The proposals include four rapid measures:

  1. Improving racial data collection,
  2. A congressional “racial wealth audit” of each stimulus package to help understand its impact on each specific community,
  3. An immediate universal guaranteed income,
  4. An expansion of the Postal Service to include banking, as nearly half of black and Latino households are underbanked, leaving them exposed to predatory lenders.

The four longer-term policies to address the problem include:

  1. Medicare-For-All,
  2. An expansion of affordable housing, both to rent and to buy,
  3. A federal jobs guarantee with a guaranteed living wage, helping the country transition to a more green economy
  4. The creation of “baby bonds”: a scheme where all newborn children are provided with a government-managed endowment accessible when they reach adulthood.

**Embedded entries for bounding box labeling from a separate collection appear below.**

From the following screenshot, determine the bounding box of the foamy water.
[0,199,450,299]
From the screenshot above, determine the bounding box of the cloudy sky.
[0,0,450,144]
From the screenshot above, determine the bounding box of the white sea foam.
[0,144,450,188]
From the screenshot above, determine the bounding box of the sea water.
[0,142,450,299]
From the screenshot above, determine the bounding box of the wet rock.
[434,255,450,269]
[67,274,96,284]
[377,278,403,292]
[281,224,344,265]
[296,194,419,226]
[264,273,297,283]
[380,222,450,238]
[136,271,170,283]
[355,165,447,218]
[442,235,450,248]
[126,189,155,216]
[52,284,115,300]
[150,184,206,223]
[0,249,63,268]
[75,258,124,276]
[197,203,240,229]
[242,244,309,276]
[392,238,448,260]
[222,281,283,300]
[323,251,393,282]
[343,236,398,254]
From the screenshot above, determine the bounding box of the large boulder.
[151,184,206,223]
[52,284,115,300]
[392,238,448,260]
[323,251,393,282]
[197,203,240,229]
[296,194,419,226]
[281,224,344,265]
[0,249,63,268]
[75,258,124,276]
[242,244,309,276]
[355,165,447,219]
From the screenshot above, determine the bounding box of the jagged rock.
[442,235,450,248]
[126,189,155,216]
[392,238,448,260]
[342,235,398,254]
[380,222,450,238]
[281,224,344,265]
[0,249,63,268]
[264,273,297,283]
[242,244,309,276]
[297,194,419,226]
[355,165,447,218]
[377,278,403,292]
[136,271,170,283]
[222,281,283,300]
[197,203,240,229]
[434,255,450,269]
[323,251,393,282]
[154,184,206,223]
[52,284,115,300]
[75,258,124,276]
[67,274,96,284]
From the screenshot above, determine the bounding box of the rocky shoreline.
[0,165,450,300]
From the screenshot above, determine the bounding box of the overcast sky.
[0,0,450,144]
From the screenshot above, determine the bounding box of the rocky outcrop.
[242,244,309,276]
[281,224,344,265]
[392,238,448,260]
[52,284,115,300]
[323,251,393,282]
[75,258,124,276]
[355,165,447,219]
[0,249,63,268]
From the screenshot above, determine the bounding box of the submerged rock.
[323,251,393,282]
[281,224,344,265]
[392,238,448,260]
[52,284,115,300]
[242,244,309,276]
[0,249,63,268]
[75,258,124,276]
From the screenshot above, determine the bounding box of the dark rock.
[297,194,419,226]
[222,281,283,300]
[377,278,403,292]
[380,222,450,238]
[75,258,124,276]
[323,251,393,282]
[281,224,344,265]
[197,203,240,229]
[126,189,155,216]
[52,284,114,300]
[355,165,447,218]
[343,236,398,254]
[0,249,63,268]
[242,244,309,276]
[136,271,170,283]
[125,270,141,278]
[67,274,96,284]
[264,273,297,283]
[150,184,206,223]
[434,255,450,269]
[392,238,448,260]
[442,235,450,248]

The IPS also suggests that progressive taxation, including a millionaire surtax, a financial transaction tax, and tougher estate and wealth taxes on the super rich would improve the functioning and cohesion of society. A 10 percent surtax on the top 0.2 percent of the U.S.(those with incomes over $2 million per year), they calculate, would net around $636 billion over the next ten years. They also call for the shutting down of offshore tax havens, where an estimated $32 trillion is hidden globally.
While COVID-19 is often spoken about as if it is a thing of the past, the rate of infections is increasing in 23 states, some almost exponentially, sparking fears of the dreaded “second wave.” Given what happened during the previous shutdown, if another one is to occur, it will likely be the poorest and most vulnerable communities who suffer the most.